Handling EAV-data: Timelines

As promised in my previous post about working with EAV-data this post would about handling multiple timelines (or periods for that matter).
While this blog is specifically written for an EAV-environment, the technique explained in this post can be useful for other situations as well.

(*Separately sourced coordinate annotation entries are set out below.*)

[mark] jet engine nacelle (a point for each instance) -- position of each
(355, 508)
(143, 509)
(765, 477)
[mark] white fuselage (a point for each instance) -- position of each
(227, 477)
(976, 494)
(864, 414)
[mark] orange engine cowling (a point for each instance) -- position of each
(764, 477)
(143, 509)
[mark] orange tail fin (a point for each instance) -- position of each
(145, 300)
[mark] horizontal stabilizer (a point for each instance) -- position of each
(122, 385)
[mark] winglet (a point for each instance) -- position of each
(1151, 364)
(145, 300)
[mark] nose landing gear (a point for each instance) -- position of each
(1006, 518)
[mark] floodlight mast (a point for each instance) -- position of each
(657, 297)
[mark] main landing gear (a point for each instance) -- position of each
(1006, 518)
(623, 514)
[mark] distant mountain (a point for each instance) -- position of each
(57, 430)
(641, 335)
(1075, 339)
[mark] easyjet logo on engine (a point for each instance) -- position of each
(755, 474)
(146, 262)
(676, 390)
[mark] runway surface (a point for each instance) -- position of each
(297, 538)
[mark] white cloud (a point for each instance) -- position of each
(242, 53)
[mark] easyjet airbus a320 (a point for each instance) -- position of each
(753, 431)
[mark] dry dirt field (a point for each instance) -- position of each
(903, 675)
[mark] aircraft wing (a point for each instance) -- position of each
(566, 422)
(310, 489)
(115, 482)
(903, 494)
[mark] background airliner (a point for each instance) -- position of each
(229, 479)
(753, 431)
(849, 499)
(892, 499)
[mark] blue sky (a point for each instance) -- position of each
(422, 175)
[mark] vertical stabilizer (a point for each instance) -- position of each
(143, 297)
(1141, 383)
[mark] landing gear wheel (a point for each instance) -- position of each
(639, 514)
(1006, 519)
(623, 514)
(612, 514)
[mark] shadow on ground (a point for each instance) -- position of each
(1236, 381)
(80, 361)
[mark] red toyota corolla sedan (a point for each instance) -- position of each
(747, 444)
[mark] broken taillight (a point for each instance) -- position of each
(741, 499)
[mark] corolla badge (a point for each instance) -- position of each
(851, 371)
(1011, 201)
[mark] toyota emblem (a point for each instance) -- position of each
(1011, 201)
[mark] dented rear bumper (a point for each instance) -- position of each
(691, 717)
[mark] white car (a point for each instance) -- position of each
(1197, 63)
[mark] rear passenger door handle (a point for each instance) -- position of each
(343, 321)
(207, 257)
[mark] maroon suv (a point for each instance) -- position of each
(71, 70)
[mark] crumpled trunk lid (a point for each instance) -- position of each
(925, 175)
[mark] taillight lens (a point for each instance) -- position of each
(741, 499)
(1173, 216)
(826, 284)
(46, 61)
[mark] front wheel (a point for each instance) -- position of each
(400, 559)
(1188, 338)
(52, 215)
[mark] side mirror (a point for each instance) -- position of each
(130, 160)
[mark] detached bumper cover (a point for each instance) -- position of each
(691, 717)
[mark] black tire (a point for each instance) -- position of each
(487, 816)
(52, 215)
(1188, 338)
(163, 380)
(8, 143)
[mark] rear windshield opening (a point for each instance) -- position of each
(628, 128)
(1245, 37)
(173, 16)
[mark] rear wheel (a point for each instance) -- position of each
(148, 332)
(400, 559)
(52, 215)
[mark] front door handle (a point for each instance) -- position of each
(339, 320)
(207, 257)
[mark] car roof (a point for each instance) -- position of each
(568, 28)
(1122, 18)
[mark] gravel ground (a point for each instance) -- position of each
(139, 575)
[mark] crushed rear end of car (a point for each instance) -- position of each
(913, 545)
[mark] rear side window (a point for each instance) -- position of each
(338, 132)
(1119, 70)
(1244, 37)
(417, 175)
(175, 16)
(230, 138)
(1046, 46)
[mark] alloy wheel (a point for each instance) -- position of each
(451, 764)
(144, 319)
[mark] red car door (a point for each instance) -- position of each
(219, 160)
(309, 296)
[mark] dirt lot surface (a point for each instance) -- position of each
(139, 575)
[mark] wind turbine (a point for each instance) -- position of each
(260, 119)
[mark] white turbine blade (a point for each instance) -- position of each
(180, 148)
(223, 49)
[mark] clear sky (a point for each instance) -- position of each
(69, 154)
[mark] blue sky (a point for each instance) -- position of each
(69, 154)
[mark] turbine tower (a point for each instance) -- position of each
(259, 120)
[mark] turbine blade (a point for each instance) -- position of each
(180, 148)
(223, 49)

The problem I’m discussing in this article is about working with multiple, overlapping periods of time and the way they affect the outcome of PIVOT statements.
Because there is so little to find about this subject, I decided to make a write-up of the solution me and my colleagues came up with.

The Problem

Before diving into the technique I would like to position the problem, so first of all I’d like start off with a simple example of what’s going wrong.
Take a look at the following tables:

Table: Entity

EntityID	Entity
1	Employee

Table: Attribute

AttributeID	Attribute
100	Name
101	Birthday
102	Nationality
103	Marital Status

Table: EAV_Data

ID	EntityID	AttributeID	Value	ValidFrom	ValidTo
1234	1	100	John	01-01-2000	31-12-2999
1234	1	101	12-12-1970	01-01-2000	31-12-2999
1234	1	102	English	01-01-2000	02-02-2009
1234	1	102	Dutch	02-02-2009	31-12-2999
1234	1	103	Single	01-01-2000	03-03-2010
1234	1	103	Married	03-03-2010	31-12-2999

They have a striking similarity with the tables I’ve used in my previous post, but this time the EAV_Data table is a bit more complex due to the added ValidFrom and ValidTo columns.
Because of these two columns, it is now possible to have multiple values  for different periods of time.

Meet John.
John is an Englishman who chose the green wetlands of Holland to make his new home. He liked it so much that he even acquired the Dutch nationality at some point.
His actions did not go unnoticed and John conquered the heart of the girl of his dreams, who he married a year later.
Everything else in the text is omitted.